Tvann motioned around him. “You have removed the shock collar. But I am still here, in your ship. I have no doubt that on the other side of this door is another CDF solider, like yourself, with a weapon or another implement of torture. There is no escape for me and no assurance that aside from this immediate moment, I will not be punished or even killed for not speaking with you.”

I smiled. “You are correct that there is someone on the other side of this door, Commander. It’s not another CDF soldier, however. It’s just my friend Hart Schmidt, who is a diplomat, not a killer or a torturer. He’s on the other side of the door primarily because he’s running a recording device—an unnecessary thing, as I am also recording this conversation with my BrainPal.”

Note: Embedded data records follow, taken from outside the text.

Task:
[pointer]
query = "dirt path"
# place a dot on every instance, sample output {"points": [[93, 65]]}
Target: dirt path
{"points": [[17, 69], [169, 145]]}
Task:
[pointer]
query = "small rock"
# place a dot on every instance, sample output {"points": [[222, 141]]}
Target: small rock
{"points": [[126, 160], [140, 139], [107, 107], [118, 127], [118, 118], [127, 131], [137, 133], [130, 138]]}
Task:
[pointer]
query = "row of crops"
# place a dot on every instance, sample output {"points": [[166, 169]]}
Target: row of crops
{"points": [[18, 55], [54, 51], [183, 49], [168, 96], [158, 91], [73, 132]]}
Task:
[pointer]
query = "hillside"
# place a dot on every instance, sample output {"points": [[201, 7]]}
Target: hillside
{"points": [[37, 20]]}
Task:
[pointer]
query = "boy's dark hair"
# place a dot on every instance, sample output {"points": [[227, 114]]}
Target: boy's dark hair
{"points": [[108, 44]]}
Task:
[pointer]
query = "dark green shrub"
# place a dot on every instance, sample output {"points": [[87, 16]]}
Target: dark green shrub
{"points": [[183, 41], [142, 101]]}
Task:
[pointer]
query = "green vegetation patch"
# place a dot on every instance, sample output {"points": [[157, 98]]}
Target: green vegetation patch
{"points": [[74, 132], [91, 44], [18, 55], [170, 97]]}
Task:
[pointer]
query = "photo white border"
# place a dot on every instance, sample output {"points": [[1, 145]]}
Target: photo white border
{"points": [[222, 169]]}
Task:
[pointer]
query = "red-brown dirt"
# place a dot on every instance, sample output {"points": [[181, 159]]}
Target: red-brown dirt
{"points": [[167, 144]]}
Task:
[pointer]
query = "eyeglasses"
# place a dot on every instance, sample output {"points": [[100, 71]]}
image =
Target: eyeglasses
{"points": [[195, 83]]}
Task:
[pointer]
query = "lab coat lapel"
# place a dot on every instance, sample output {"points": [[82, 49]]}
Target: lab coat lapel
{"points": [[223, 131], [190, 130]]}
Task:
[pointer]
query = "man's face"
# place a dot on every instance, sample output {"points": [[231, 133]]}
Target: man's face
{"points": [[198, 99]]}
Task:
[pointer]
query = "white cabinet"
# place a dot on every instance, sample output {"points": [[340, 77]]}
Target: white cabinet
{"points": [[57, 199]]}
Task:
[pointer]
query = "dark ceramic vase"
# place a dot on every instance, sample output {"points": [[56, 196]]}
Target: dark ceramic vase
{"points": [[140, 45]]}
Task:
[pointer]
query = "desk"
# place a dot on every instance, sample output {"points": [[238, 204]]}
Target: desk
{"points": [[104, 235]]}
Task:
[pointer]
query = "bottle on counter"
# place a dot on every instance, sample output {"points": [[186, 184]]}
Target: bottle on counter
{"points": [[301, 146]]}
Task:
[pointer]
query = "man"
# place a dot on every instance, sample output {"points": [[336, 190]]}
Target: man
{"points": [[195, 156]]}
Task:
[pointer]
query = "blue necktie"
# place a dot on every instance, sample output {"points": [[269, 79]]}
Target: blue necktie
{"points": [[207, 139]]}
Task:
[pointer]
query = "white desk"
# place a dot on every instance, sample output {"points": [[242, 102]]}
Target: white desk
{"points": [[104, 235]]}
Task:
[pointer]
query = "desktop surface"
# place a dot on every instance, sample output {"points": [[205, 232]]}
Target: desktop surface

“You’re not worried about me trying to kill you and escaping,” Tvann said.

“Not really, no,” I said. “I mean, I am a CDF soldier. You may know from your own experience that we are genetically engineered to be faster and stronger than unmodified humans. With all due respect to your own prowess, Commander, if you attempted to kill me you would be in for a fight.”

“And if I did kill you?”

“Well, the door is locked,” I said. “Which kind of puts a damper on your whole escape plan.”

Tvann did the Rraey equivalent of a laugh. “So you’re not afraid of me.”

“No,” I said. “But I don’t want you to be afraid of me, either.”

“I’m not,” Tvann said. “The rest of your species, I am afraid of. And of what might happen to me if I don’t speak to you now.”

“Commander, allow me to be as candid with you as you have been with me.”

“All right, Lieutenant.”

“You are a prisoner of the Colonial Defense Forces. You are, in point of fact, a prisoner of war. You were captured having taken up arms against us. You, either directly or by the orders you gave, killed many of our soldiers. I will not torture you, nor will I kill you, nor will you be tortured or killed while you are on this ship. But you have to know that the rest of your life is going to be spent with us,” I motioned around, “and in a room not much larger than this one.”

“You are not inspiring me to be forthcoming, Lieutenant.”

“I can understand that, but I’m not finished,” I said. “As I said, the rest of your life is very likely to be as our prisoner, in a room about this size. But there is another option.”

“Talk to you.”

“Yes,” I agreed. “Talk to me. Tell me everything you know about Equilibrium and its plans. Tell me how you got ten human colonies to agree to rebel against the Colonial Union. Tell me what the endgame is for your organization. Tell me all of it, start to finish, and leave nothing out.”

“In return for what?”

“In return for your freedom.”

“Oh, Lieutenant,” Tvann said. “You can’t possibly expect me to believe it’s within your power to offer that.”

“It’s not. As you’ve implicitly noted, I’m just a lieutenant. But this offer doesn’t come from me. It comes from the highest levels of both the Colonial Defense Forces and the Colonial Union’s civilian government. Disclose everything, and when this is all over—whatever this is, whenever it’s over—you’ll be handed over to the Rraey government. What they do to you is another kettle of fish, assuming that they have something to do with Equilibrium at all. That said, if you’re especially forthcoming, we can make an effort to have it seem like we didn’t know what an excellent intelligence asset you were. That we thought you were just some common military commander.”

“But I am,” Tvann said. “The scope of my orders were limited, and focused on this mission.”

I nodded. “We were pretty sure you were going to try that,” I said. “And who could blame you? There’s no percentage for you letting on any more than you had to. But we know something you don’t think we know, Commander.”

“What is that, Lieutenant?”

“Commander, does this ship seem familiar to you in any way?”

“No,” Tvann said. “Why should it?”

“No reason,” I said. “Except for the small detail that you’ve been on it before.”